Am 18.10.2025 um 14:28 schrieb Cottrell, Allin:
On Fri, Oct 17, 2025 at 10:27 AM Riccardo (Jack) Lucchetti
<p002264(a)staff.univpm.it> wrote:
> Hi all,
>
> I've begun to explore the issue of the numerical performance of OLS regression,
where you want to condition on a qualitative variable with many different values [and have
come up with an efficient solution].
This is nice. I'd say it's a bit too specialized to be an option to
"ols", and a function package would be a good way to go. But since it
seems that aggregate() does the heavy lifting, we could revisit that
to see if there's a tweak that could speed things up in this case.
However, I wouldn't be opposed to a new "fols" command (fols y xlist ;
faclist) if that has an additional speed advantage.
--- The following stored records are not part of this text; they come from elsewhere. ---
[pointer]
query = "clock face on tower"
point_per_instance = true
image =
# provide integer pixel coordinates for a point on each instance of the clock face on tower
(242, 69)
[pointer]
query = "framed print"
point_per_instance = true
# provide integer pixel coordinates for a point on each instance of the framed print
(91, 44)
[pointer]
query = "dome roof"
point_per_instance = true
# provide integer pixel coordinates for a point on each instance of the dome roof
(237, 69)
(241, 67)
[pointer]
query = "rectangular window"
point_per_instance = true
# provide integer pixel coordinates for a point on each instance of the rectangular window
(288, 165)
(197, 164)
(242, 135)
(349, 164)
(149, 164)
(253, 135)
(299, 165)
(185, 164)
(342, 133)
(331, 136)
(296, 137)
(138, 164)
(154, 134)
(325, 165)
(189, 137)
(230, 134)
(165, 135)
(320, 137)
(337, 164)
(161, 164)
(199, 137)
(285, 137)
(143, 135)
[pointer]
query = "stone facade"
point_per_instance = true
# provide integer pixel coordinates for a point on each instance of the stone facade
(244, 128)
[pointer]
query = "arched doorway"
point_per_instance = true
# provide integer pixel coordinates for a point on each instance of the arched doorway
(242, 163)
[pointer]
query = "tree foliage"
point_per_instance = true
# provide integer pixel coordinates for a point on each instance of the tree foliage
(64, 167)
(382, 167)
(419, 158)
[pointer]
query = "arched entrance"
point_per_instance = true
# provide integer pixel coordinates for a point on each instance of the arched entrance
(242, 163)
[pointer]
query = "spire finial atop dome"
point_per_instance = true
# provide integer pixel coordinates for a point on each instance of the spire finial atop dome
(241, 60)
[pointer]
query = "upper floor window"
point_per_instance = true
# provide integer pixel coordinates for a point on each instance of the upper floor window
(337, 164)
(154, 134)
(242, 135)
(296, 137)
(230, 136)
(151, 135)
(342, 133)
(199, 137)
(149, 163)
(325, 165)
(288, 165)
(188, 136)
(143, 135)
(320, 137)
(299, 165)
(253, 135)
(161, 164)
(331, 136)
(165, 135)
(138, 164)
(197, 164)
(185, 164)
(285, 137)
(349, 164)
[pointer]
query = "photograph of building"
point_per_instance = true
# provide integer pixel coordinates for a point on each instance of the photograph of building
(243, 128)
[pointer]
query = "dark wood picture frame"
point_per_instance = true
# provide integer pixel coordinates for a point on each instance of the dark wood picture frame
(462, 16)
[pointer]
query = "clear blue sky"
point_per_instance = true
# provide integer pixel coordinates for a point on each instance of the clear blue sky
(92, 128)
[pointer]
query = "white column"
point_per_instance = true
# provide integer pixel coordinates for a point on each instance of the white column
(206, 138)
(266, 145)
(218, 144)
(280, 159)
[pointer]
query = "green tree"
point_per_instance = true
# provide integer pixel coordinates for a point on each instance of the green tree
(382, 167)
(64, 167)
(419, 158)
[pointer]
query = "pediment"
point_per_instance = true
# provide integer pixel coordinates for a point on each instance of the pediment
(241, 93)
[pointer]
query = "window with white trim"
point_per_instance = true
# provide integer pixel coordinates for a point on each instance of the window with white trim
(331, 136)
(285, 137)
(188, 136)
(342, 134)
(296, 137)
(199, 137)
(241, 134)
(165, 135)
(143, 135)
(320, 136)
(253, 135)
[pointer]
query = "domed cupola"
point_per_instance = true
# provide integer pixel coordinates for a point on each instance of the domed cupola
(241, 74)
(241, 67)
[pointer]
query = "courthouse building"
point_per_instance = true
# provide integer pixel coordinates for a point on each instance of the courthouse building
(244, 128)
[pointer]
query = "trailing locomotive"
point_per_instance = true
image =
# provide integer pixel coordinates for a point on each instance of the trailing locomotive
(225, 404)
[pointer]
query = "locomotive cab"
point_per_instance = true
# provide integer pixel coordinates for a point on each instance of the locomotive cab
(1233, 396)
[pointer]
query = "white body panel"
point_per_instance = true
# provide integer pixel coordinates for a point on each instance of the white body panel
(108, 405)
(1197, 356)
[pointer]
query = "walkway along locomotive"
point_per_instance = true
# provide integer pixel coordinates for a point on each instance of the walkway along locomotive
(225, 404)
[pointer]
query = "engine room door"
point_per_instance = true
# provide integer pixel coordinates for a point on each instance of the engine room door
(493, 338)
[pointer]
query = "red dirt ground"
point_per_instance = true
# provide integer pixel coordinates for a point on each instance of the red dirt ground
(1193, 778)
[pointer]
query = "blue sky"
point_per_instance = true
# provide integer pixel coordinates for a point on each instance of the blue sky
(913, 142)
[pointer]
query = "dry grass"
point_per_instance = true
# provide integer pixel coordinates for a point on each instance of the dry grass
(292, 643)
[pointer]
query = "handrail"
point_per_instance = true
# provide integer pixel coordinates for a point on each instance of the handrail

Jack mentioned that the approach is a generalization of fixed-effects
regression, and that the foundation is through the Frisch-Waugh-Lovell
theorem. So I wonder whether one should go one step further and also
attempt to cover non-qualitative control variables. Basically, I'd like
to point out the apparent connection to double machine learning. I'm
sure that in terms of the algorithm it's non-trivial to go from discrete
to continuous variables. However, before a new estimation command is
introduced, I think it would be good to think about what else it might
cover in the future, if only to make the name of the command general enough.